Mike DeCourcy's SportingBlog
Coping with losing players to the NBA draft
June 15, 2006
For all the pressure they deal with from October to April, the one item that really seems to unnerve most college basketball coaches is NBA draft early entry.
Some of them handle it just fine -- usually those with plenty of capable players on their rosters. A lot come pretty close to desperation.
But however they deal with it, ultimately they must deal with the repercussions if those players are gone for good. So as coaches wait for Sunday's withdrawal deadline, they can consider how well positioned they are to cope with potential losses.

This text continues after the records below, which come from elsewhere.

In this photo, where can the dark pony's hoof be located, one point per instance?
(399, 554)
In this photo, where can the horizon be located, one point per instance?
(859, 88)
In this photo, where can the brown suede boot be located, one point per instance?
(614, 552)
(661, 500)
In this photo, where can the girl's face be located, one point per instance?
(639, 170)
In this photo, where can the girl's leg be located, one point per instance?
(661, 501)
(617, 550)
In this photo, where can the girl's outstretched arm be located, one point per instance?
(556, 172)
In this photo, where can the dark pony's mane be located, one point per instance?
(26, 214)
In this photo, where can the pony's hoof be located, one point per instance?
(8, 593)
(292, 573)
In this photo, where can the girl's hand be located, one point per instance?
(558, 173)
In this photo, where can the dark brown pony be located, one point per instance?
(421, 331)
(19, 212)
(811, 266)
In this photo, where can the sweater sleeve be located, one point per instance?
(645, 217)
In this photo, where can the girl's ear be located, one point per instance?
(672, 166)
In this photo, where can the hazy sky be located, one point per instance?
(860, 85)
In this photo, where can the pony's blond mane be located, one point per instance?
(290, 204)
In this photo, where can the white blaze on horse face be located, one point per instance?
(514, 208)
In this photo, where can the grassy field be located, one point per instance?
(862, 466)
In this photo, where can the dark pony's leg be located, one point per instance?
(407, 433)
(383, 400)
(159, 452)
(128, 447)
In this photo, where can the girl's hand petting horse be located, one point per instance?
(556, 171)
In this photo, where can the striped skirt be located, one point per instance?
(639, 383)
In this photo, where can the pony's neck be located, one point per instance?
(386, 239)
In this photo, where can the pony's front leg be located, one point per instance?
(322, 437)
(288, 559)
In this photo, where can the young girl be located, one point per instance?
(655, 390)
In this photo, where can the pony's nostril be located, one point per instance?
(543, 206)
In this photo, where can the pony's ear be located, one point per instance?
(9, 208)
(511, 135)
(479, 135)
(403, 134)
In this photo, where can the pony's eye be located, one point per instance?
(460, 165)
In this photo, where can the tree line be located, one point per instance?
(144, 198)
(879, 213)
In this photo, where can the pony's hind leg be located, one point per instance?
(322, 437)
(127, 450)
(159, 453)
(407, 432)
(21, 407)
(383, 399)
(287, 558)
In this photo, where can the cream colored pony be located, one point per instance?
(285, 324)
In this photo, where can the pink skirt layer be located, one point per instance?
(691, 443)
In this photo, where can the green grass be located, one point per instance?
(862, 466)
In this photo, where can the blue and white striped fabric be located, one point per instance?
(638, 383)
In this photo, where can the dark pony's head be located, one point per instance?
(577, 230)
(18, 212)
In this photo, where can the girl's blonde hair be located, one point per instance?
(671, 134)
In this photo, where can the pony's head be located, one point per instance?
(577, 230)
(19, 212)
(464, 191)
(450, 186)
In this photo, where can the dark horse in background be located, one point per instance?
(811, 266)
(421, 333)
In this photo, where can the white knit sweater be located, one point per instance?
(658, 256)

Pittsburgh: If 7-0 Aaron Gray were to remain in the draft, the Panthers would lack a true center for the first time since they reemerged as a power.
They've had Toree Morris, Chris Taft and Gray available to man the middle, but during Morris' time, they relied even more on 6-6 Ontario Lett. So this stuff can work just as well with a talented, undersized player.
If Gray were gone, the Panthers could turn to 6-8, 260-pound Tyrell Biggs. They also could use athletic forward Sam Young to defend opposing post players and have 6-9 power forward Levon Kendall as a help defender. The Panthers would not be as good or as deep, but still would be an NCAA Tournament contender.
Texas: Point guard Daniel Gibson's return appears highly unlikely, which means the Longhorns are looking at an entirely new backcourt.
Losing Gibson would mean not having a player who can provide 30 points on occasion, 20 when necessary and 15 most every night of the week. It also means no more worrying about what position he should be playing.
Texas is happy to move on to freshman D.J. Augustin at the point. As for locating an elite scorer, you only have to scroll down to "D" on the alphabetical roster, where you will find 6-11 small forward Kevin Durant. The Longhorns will be one of the youngest teams, but they're pretty much starting over whether they have Gibson or not.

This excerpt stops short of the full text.